The formula consists of two parts: the brevity penalty and the n-gram overlap.

  • Brevity Penalty
    The brevity penalty penalizes generated translations that are too short compared to the closest reference length with an exponential decay. The brevity penalty compensates for the fact that the BLEU score has no recall term.

  • N-Gram Overlap
    The n-gram overlap counts how many unigrams, bigrams, trigrams, and four-grams (i=1,...,4) match their n-gram counterpart in the reference translations. This term acts as a precision metric. Unigrams account for adequacy while longer n-grams account for fluency of the translation. To avoid overcounting, the n-gram counts are clipped to the maximal n-gram count occurring in the reference (\(m_{ref}^n\)).


Calculating \(precision_1\)

Consider this reference sentence and candidate translation:

Reference: the cat is on the mat
Candidate: the the the cat mat

The first step is to count the occurrences of each unigram in the reference and the candidate. Note that the BLEU metric is case-sensitive.

Unigram \(m_{cand}^i\hphantom{xi}\) \(m_{ref}^i\hphantom{xxx}\) \(\min(m^i_{cand}, m^i_{ref})\)
the 3 2 2
cat 1 1 1
is 0 1 0
on 0 1 0
mat 1 1 1

The total number of unigrams in the candidate (\(w_t^1\)) is 5, so \(precision_1\) = (2 + 1 + 1)/5 = 0.8.

Calculating the BLEU score

Reference:     The NASA Opportunity rover is battling a massive dust storm on Mars .
Candidate 1: The Opportunity rover is combating a big sandstorm on Mars .
Candidate 2: A NASA rover is fighting a massive storm on Mars .

The above example consists of a single reference and two candidate translations.
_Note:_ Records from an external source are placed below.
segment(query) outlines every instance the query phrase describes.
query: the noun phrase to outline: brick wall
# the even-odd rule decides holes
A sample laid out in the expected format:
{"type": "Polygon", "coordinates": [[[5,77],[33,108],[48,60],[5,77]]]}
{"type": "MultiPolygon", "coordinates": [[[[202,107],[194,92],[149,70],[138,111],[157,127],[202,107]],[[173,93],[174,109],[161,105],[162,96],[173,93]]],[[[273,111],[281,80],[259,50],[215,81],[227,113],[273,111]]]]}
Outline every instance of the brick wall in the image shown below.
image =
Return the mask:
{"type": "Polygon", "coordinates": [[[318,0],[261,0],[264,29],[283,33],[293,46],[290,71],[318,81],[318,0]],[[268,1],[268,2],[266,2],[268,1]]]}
The sentences are tokenized prior to computing the BLEU score as depicted above; for example, the final period is counted as a separate token.
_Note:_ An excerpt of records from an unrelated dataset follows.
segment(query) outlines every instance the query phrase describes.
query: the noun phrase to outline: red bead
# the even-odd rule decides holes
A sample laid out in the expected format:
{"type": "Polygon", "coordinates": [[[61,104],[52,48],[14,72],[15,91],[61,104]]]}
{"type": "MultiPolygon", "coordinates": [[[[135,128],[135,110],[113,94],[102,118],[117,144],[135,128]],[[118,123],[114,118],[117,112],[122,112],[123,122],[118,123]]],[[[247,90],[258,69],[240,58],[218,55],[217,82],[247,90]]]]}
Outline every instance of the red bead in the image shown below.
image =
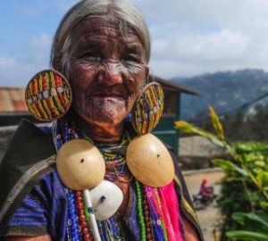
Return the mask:
{"type": "Polygon", "coordinates": [[[87,228],[88,227],[88,223],[86,221],[81,221],[80,223],[82,228],[87,228]]]}
{"type": "Polygon", "coordinates": [[[84,234],[84,235],[89,234],[88,229],[88,228],[83,228],[82,229],[82,234],[84,234]]]}
{"type": "Polygon", "coordinates": [[[77,204],[76,206],[77,206],[78,209],[83,209],[83,204],[82,203],[77,204]]]}
{"type": "Polygon", "coordinates": [[[82,201],[82,197],[81,196],[77,196],[77,198],[76,198],[76,203],[78,204],[78,203],[81,203],[81,201],[82,201]]]}
{"type": "Polygon", "coordinates": [[[81,195],[82,195],[82,194],[81,194],[81,192],[80,192],[80,191],[77,191],[77,192],[75,193],[75,195],[76,195],[76,196],[81,196],[81,195]]]}
{"type": "Polygon", "coordinates": [[[86,216],[85,215],[80,215],[80,221],[86,221],[86,216]]]}
{"type": "Polygon", "coordinates": [[[84,215],[85,212],[83,209],[79,209],[79,213],[80,213],[80,215],[84,215]]]}
{"type": "Polygon", "coordinates": [[[152,237],[152,237],[151,234],[147,234],[147,239],[152,239],[152,237]]]}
To compute the BLEU score for each translation, we compute the following statistics.

  • N-Gram Precisions
    The following table contains the n-gram precisions for both candidates.
  • Brevity-Penalty
    The brevity-penalty is the same for candidate 1 and candidate 2 since both sentences consist of 11 tokens.
  • BLEU-Score
    Note that at least one matching 4-gram is required to get a BLEU score > 0. Since candidate translation 1 has no matching 4-gram, it has a BLEU score of 0.
Metric Candidate 1 Candidate 2
\(precision_1\) (1gram) 8/11 9/11
\(precision_2\) (2gram) 4/10 5/10
\(precision_3\) (3gram) 2/9 2/9
\(precision_4\) (4gram) 0/8 1/8
Brevity-Penalty 0.83 0.83
BLEU-Score 0.0 0.27


  • BLEU is a Corpus-based Metric
    The BLEU metric performs badly when used to evaluate individual sentences. For example, both example sentences get very low BLEU scores even though they capture most of the meaning. Because n-gram statistics for individual sentences are less meaningful, BLEU is by design a corpus-based metric; that is, statistics are accumulated over an entire corpus when computing the score. Note that the BLEU metric defined above cannot be factorized for individual sentences.

  • No distinction between content and function words
    The BLEU metric does not distinguish between content and function words, that is, a dropped function word like "a" gets the same penalty as if the name "NASA" were erroneously replaced with "ESA".

  • Not good at capturing meaning and grammaticality of a sentence
    The drop of a single word like "not" can change the polarity of a sentence. Also, taking only n-grams into account with n≤4 ignores long-range dependencies and thus BLEU often imposes only a small penalty for ungrammatical sentences.

  • Normalization and Tokenization
    Prior to computing the BLEU score, both the reference and candidate translations are normalized and tokenized. The choice of normalization and tokenization steps significantly affect the final BLEU score.